848. C’est la vision de la multitude venant au Christ qui suscita l’interrogation. Pour cette raison, l’Evangéliste dit: Jésus, étant dans la montagne avec ses disciples, c’est-à-dire avec les plus avancés, AYANT LEVE LES YEUX ET VU...

En cela, deux traits concernant le Seigneur sont à relever.

D’abord, la perfection pleine de gravité du Christ, qui ne promène pas ses regards de tous côtés, mais est assis en compagnie de ses disciples, avec réserve et attention; c’est le contraire de ce qui est dit dans les Proverbes: Génération dont les yeux sont altiers et les paupières hautaines Pr 30,13 31 ; et selon l’Ecclésiastique, à son regard, on connaît l’homme Si 19,26.

Ensuite, pour que nous apprenions que le Christ n’était pas assis oisif avec ses disciples, mais qu’il était tout occupé à les enseigner et que, attirant leurs coeurs à lui, il regardait ceux qu’il enseignait 33— Et lui, levant les yeux sur ses disciples Lc 6,20 34—, il est dit ici: AYANT LEVE LES YEUX, c’est-à-dire les détournant de ses disciples, il vit la multitude.

Au sens mystique, les yeux du Seigneur sont les dons spirituels que, dans sa miséricorde, il accorde à ses élus lors qu’il lève les yeux vers eux, c’est-à-dire lorsqu’il leur accorde un regard de bienveillance 35.

31. Cf.
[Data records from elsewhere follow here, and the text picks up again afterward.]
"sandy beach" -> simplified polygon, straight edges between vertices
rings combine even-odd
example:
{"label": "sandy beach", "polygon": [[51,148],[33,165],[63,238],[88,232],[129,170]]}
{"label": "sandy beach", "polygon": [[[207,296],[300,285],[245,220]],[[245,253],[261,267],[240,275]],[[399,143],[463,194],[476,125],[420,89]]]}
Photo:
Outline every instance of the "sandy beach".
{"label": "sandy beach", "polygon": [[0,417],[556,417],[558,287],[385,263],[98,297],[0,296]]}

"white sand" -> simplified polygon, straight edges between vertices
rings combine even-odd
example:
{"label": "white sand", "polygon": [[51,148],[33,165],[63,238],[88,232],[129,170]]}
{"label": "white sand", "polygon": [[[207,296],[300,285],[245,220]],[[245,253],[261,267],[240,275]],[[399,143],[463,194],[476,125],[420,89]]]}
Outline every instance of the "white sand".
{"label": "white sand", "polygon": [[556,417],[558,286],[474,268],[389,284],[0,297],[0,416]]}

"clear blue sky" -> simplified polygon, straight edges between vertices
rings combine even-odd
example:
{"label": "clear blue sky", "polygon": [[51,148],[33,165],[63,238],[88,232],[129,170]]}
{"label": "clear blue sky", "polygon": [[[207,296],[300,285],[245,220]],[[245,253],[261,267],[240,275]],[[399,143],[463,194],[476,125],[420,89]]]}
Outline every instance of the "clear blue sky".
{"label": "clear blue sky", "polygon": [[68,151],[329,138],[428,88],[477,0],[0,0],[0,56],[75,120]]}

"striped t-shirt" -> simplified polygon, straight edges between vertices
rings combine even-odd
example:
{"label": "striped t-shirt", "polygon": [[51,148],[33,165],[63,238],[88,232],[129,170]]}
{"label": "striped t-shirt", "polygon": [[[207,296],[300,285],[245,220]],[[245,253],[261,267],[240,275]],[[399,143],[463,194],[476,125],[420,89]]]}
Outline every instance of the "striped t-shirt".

ALCUIN, Comm. in S. bannis Evang., 3, ch. 12, col. 821.
33. Cf. CHRYSOSTOME, in Ioannem hom., 42, ch. 1, col. 240.
34. On ne sait pas avec certitude si saint Thomas a cité ce passage de saint Luc ou Mt 5,1. On remarque en effet un trouble dans le texte des manuscrits et des premières éditions. La citation de saint Luc semble préférable. Lui seul, en effet, parle du regard de Jésus posé sur ses disciples pendant qu’il les enseigne.
35. Pour le rapprochement entre les yeux du Seigneur et les dons spirituels, tiré de la vision de l’Agneau en Ap 5,6 voir ALCUIN, loc. cit.



OÙ ACHÈTERONS-NOUS DES PAINS POUR QUE CEUX CI MANGENT?

849. L’interrogation porte sur la réfection de la multitude. Le Seigneur suppose un fait et cherche autre chose. Il suppose quelque indigence parce qu’il n’avait pas de quoi donner la nourriture à une telle multitude. Il cherche alors comment la trouver lorsqu’il dit: OUACHETERONS-NOUS DES PAINS POUR QUE CEUX-CI MANGENT?

Il faut remarquer ici que tout docteur a le devoir de faire paître spirituellement la foule qui vient à lui. Et puisqu’aucun homme ne possède de son propre fonds de quoi la faire paître, ainsi il doit acquérir auprès d’un autre par le labeur de l’étude et l’assiduité à la prière. Vous qui n’avez pas d’argent, dit le Seigneur en Isaïe, venez. Et il continue: Pourquoi dépensez-vous votre argent, c’est-à-dire votre éloquence, non pas pour des pains c’est-à-dire la Sagesse véritable qui restaure — Sagesse dont l’Ecclésiastique dit: Il l’a nourri du pain de la vie et de l’intelligence —, non pas pour des pains donc, et pourquoi dilapidez-vous votre travail pour ce qui ne rassasie pas Is 55,1-2 Si 15,3 en apprenant ce qui ne rassasie pas mais vide plutôt?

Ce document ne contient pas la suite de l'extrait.